Encryption model. Two-layer envelope: a per-user HKDF-derived Fernet key inside a process-wide master Fernet key. Rotating the master re-wraps every wallet without regenerating any of them. Plaintext private keys never touch disk and are zeroed on every scope exit.
Revoke path. 15-minute target from detection to full cohort rotation:
approveAgent(0x00…, revoke) → mint new → user re-approves in Mini App.

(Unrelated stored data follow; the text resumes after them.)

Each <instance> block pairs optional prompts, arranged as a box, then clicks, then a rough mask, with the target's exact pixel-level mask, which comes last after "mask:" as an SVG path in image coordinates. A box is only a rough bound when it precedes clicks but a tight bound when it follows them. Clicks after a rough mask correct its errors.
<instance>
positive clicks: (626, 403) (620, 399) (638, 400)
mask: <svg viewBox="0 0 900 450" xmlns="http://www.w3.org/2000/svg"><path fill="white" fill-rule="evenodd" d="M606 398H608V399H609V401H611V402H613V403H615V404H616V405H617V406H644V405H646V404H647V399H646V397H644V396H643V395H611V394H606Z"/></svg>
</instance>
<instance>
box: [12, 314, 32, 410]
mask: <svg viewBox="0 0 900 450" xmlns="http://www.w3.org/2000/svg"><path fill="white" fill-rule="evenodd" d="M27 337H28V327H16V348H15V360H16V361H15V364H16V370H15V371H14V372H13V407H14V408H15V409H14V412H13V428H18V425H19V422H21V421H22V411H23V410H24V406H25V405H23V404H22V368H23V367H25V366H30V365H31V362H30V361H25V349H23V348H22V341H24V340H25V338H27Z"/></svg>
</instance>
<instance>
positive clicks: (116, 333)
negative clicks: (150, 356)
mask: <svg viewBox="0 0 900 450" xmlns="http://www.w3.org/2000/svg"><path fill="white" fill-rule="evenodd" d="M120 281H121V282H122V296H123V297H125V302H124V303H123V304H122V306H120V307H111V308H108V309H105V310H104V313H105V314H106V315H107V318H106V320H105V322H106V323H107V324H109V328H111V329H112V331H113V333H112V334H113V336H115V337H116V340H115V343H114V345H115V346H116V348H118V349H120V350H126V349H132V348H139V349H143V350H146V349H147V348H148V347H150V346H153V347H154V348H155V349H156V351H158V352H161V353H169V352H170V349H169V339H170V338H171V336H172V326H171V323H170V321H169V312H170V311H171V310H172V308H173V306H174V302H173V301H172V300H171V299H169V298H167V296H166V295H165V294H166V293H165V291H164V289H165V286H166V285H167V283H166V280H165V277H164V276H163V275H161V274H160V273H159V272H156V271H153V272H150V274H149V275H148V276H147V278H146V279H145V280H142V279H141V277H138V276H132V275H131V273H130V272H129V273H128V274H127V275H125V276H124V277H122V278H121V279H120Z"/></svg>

ADR-0005 — Claude primary + OpenAI independent evaluator¶
Decision. ClaudeClient is the default for all personas except
red_team, which routes to OpenAIClient to break shared-training blind
spots. Both adapters emit Langfuse spans with prompt_version metadata.
ADR-0006 — uv over Poetry¶
Decision. uv >= 0.11 with workspace members, .python-version, and
hatch-vcs for devN versioning on every commit.
ADR-0007 — Self-hosted Langfuse¶
Decision. Docker-compose stack on the always-on box (Oracle A1 or Hetzner
CX32). LANGFUSE_HOST defaults to localhost:3000. Trading data never
leaves our tenancy.
ADR-0008 — Isotonic + Venn-Abers calibration¶
Decision. Post-hoc calibration stack per market category:
- Isotonic (low-bias, high-variance; needs n ≥ 150)
- Venn-Abers (distribution-free intervals)
- Mondrian conformal at α=0.10 — singleton-required-to-trade gate
- Shrinkage ensemble
α · p_llm + (1 - α) · p_marketwith empirical-Bayes α
Refit every 50 trades per category; atomic pickle swap.
ADR-0009 — Hybrid cloud¶
Decision. Always-on (Langfuse, Prefect, scraper, nightly runner) on Oracle Cloud Ampere A1 free tier; bot on Fly.io NRT (Tokyo) for ~30 ms edge latency to Seoul. Tailscale between them.
ADR-0010 — Trunk-based + signed commits¶
Decision. Trunk-based development; no Gitflow. Branch protection via a modern Ruleset (not classic protection) with:
- required signatures (SSH, 1Password-backed)
- required linear history
- required status check
ci-pass - pull-request flow with 0 required reviewers (solo-dev)
- squash merge only, auto-delete branch
Ruleset JSON lives at
.github/ruleset-protect-main.json; applied to both kfish and
polymarket-oracle-risk on 2026-04-19.